Были куплены два билета второго класса на лайнер „Оскар II“, отправлявшийся из Нью-Йорка в Христианию в середине октября. Роджер обзавелся документами на имя некоего Джеймса Ленди, изменил внешность — наголо остригся и с помощью кремов и притираний высветлил себе бронзовую кожу. Корабль британских ВМС перехватил лайнер в открытом море и отконвоировал на Гебриды, в порт Сторноуэй, где его подвергли доскональному досмотру. Однако истинную личность Кейсмента так и не установили. Поздним вечером 28 октября они с Эйвиндом благополучно прибыли в Христианию. Роджер никогда еще не чувствовал себя так хорошо. И, если бы его спросили, ответил бы: несмотря на все проблемы, он счастлив.

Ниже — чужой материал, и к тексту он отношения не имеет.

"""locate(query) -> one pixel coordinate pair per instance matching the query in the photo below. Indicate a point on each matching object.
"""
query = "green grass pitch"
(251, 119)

Тем не менее именно в те минуты и часы, когда его снедало это смешное и нелепое пламя, именуемое счастьем, наступало самое горькое и тяжкое время в его жизни, неумолимо близился провал, уничтоживший все то благородное и чистое, что было у него в прошлом. Вечером того дня, когда они оказались в столице Норвегии, Эйвинд заявил, что на улице его схватили неизвестные, доставили в британское посольство, где продержали несколько часов, выспрашивая все о его таинственном спутнике. И Роджер поверил. И в простодушии своем подумал, что это перст судьбы и прекрасный случай на весь мир раструбить, какими преступными методами действует британский МИД. На самом же деле, как выяснилось впоследствии, Эйвинд явился в посольство по доброй воле с целью продать его, Роджера Кейсмента, по сходной цене. Из-за этого случая Роджер с болезненным упорством одержимого терял недели и месяцы, готовя и проводя действия, которые никак не пригодились делу освобождения Ирландии, но зато вызвали насмешки в министерстве и британской контрразведке, где наверняка его сочли жалким и неумелым дилетантишкой.